Mark your calendar, grab your friends, and head to Sonny's Pizza on November 19th at 7:00 pm for our reading featuring Chet'la Sebree reading alongside nine local writers in fiction, nonficiton, and poetry including our Author's Corner Spotlights Tamar Shapiro and Charlotte Taylor Fryar!
Whether you're a bookworm, an inspiring writer, or just enjoy listening to stories, The Inner Loop readings have something for everyone. Our mission is to create an inclusive writing community in DC, so we encourage you to grab some food, a drink, and meet other literature lovers. We can't wait to see you there!
Learn more about our featured reader:
Chet'la Sebree (pronounced: SHAY-la) is the author of Blue Opening, forthcoming from Tin House in September 2025. She is also the author of Field Study (FSG Originals, June 2021), winner of the 2020 James Laughlin Award from the Academy of American Poets, and Mistress, which was nominated for an NAACP Image Award for Outstanding Literary Work-Poetry (2020). Her debut essay collection about her relationship to home, heritage, and belonging through domestic and international travel is forthcoming from The Dial Press in 2026.

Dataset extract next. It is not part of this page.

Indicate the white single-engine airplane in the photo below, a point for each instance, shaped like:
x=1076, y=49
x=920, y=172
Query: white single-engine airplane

Raised in the Mid-Atlantic, she earned an MFA in Creative Writing, with a focus in poetry, from American University. For her work, Chet’la has received fellowships from Baldwin for the Arts, the DC Commission for the Arts & Humanities, the Delaware Division of the Arts, the Hawthornden Foundation, Hedgebrook, the Hermitage Artist Retreat, MacDowell, the Robert H. Smith International Center for Jefferson Studies, the Stadler Center for Poetry, the Vermont Studio Center, and Yaddo. Chet’la’s poetry and prose have appeared in Guernica, Lit Hub, The New Republic, Pleiades, Poetry International, The Yale Review. Among her other publications, her essays and poems have been anthologized in Dr. Ibram X. Kendi & Dr. Keisha N. Blain’s Four Hundred Souls: A Community History of African America, 1619-2019, Kwame Alexander’s This Is the Honey: An Anthology of Contemporary Black Poets, and Picturing Black History: Photographs and Stories That Changed the World.
In addition to her individual practice, she has collaborated with several artists including photographer Shannon Woodloe, with whom she developed a poetry and photography exhibition in conversation with Mistress called 405.
Currently, Chet’la is an assistant professor of English at George Washington University and teaches in the Low-Residency MFA program at Randolph College.
Learn more about our Author's Corner Spotlights:
Tamar Shapiro was raised in both the U.S. and Germany and now lives in Washington, DC with her husband, two children, and the world’s best dog. While writing her first novel, Restitution, Shapiro attended the Iowa Writers’ Workshop Summer Program and the Bread Load Writers’ Conference in Vermont, as well as year-long novel workshops at StoryStudio Chicago and the Writer’s Center in Bethesda. A former housing attorney and non-profit leader, she is a 2026 MFA candidate at Randolph College in Virginia.
Charlotte Taylor Fryar is a writer, historian, educator, and herbalist. She holds a PhD in American Studies from the University of North Carolina at Chapel Hill and lives in Glen Echo, Maryland, less than seven hundred feet from the banks of the Potomac River. Potomac Fever: Reflections on the Nation’s River (forthcoming from Bellevue Literary Press in March 2025) is her first book. You can find out more at her website: charlottetaylorfryar.com.